A reflexão acerca da dimensão ética do agir e, em particular, acerca dos seus fundamentos, a que se dedicará o presente trabalho, exige uma clarificação e delimitação da especificidade do agir moral, bem como da linguagem e do discurso mediante os quais os seres humanos legitimam as suas acções como boas ou más, justas ou injustas, responsáveis ou irresponsáveis. Neste sentido, à reflexão filosófica sobre essa dimensão ética do agir, chamamos Ética – que importa distinguir da Moral. Apresentaremos de seguida a delimitação dos respectivos objectos de estudo.

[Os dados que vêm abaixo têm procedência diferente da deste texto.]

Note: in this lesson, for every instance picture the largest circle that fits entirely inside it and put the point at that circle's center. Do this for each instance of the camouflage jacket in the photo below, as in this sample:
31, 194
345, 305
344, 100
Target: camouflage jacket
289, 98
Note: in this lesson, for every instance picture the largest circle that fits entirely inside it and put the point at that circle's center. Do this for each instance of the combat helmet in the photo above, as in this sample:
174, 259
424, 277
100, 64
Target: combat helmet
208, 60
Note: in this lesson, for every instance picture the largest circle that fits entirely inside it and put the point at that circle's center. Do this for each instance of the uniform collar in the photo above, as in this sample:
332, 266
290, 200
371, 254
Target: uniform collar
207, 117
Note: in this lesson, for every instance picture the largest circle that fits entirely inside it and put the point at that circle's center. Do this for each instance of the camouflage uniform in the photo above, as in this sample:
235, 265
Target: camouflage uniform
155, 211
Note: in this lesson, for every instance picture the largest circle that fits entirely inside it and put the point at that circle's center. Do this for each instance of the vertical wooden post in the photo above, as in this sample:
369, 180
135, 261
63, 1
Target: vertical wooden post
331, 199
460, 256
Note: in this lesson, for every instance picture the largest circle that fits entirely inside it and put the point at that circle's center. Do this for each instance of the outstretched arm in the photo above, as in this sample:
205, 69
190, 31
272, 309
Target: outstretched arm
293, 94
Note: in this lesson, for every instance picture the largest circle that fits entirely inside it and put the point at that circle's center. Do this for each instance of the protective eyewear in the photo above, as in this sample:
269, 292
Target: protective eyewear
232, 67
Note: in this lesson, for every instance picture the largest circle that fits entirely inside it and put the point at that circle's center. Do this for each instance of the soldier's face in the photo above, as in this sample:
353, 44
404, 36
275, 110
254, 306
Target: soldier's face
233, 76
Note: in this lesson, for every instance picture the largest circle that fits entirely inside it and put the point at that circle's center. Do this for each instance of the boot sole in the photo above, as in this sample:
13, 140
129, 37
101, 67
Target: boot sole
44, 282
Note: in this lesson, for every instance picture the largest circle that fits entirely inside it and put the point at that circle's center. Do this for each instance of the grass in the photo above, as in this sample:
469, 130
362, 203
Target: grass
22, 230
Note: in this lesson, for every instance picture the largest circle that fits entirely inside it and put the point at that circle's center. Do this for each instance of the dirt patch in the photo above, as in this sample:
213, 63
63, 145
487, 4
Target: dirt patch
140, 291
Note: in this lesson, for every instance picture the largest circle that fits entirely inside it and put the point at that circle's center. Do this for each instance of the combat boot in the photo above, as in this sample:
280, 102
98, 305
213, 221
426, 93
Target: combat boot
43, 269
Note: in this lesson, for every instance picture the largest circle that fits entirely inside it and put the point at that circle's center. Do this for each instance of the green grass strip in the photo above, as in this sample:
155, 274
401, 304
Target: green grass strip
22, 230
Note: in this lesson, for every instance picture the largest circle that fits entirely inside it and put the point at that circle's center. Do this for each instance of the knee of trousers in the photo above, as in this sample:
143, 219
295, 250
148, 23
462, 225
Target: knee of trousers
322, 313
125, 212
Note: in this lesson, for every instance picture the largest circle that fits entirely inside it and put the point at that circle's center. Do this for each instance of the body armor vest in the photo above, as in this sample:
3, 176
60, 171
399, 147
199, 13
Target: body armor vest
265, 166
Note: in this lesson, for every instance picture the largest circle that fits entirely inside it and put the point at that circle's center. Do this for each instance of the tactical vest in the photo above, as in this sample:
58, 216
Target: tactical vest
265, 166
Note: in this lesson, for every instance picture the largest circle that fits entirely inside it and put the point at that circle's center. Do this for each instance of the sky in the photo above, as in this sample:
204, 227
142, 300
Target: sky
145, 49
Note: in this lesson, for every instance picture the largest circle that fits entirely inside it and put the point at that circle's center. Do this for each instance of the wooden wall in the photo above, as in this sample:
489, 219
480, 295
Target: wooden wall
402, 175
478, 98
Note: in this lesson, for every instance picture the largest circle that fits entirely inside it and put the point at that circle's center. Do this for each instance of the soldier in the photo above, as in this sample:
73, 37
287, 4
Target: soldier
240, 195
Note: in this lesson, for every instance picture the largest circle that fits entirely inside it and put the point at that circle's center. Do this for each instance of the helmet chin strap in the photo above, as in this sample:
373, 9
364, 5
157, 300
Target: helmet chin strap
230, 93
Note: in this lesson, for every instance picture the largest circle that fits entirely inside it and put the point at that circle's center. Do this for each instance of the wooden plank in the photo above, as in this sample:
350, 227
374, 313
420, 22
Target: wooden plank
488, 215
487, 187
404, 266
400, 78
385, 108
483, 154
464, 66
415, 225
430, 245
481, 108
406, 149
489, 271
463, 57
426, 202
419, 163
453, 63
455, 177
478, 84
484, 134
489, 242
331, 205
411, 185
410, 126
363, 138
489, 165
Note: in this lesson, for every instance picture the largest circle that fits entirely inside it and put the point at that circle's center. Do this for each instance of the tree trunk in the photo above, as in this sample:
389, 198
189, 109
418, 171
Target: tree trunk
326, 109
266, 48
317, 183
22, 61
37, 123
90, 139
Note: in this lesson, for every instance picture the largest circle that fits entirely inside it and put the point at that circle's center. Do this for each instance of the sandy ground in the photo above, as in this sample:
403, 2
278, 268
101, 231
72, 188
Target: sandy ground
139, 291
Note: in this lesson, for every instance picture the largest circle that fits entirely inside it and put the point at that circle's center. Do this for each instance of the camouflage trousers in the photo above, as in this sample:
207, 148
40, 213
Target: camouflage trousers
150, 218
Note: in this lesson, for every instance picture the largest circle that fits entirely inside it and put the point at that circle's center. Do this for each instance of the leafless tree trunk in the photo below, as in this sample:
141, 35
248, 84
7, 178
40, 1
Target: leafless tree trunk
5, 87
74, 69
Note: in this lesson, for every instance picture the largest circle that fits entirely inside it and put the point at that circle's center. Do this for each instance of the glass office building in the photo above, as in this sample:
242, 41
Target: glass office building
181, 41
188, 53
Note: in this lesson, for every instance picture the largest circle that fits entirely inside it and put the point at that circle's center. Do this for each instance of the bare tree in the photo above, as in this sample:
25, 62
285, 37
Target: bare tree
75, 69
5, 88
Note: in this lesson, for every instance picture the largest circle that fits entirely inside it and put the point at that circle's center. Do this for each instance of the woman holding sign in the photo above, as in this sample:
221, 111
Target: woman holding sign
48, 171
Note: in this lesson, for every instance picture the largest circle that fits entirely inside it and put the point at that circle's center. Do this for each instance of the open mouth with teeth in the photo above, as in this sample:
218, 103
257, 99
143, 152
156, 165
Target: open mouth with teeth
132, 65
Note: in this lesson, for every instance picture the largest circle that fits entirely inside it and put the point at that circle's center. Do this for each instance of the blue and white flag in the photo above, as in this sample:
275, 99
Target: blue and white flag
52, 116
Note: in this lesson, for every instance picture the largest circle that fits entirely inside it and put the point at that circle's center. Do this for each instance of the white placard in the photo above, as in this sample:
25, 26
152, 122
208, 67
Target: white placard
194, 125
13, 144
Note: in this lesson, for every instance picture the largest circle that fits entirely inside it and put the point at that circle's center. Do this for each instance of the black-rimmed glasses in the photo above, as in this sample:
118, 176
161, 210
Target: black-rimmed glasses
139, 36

A Moral encontra-se ligada à aplicação concreta de certas regras morais – e devemos constatar que existe uma grande diversidade de morais –, e a situações do dia-a-dia perante as quais somos obrigados a decidir. Por isso, a moral está ligada à dimensão convivencial e comunitária da vida dos homens. Ora, existindo em qualquer sociedade interdições, regras, normas, etc., a moral surge relacionada com os comportamentos dos homens relativamente às obrigações que socialmente devem cumprir no âmbito da coexistência interpessoal. A moral surge ligada à noção de obrigação, à acção em conformidade com o dever.

A Ética será a reflexão acerca dessa esfera da conduta humana a que chamamos moral. Com mais rigor, a Ética poderia ser definida como a ciência ou teoria que tem por objecto a moral, ou seja, a experiência e o comportamento dos seres humanos, considerados sob o prisma da bondade ou da maldade, da justiça ou da injustiça, do recto ou do não recto, do obrigatório ou do proibido. A Ética preocupa-se com a fundamentação racional das normas morais e, de uma forma mais vasta, com o agir humano. Citando Fernando Savater:

«Moral é o conjunto de condutas e normas que tu, eu e alguns dos que nos rodeiam costumamos aceitar como válidas; ética é a reflexão sobre o porquê de as considerarmos válidas, bem como a sua comparação com outras “morais”, assumidas por pessoas diferentes.»[10]


§ 5. Ética, Deontologia e Política.

Ao longo da história, registam-se duas posições éticas fundamentais: éticas consequencialistas e éticas intencionalistas Uma dá prioridade ao conteúdo da acção moral; a outra à forma; a primeira afirma que o valor de uma acção se mede pelo valor dos seus resultados, pelas suas consequências, pelo que se considera bom num determinado momento; a segunda defende antes o valor da intenção com que uma acção é feita, em consonância com o dever.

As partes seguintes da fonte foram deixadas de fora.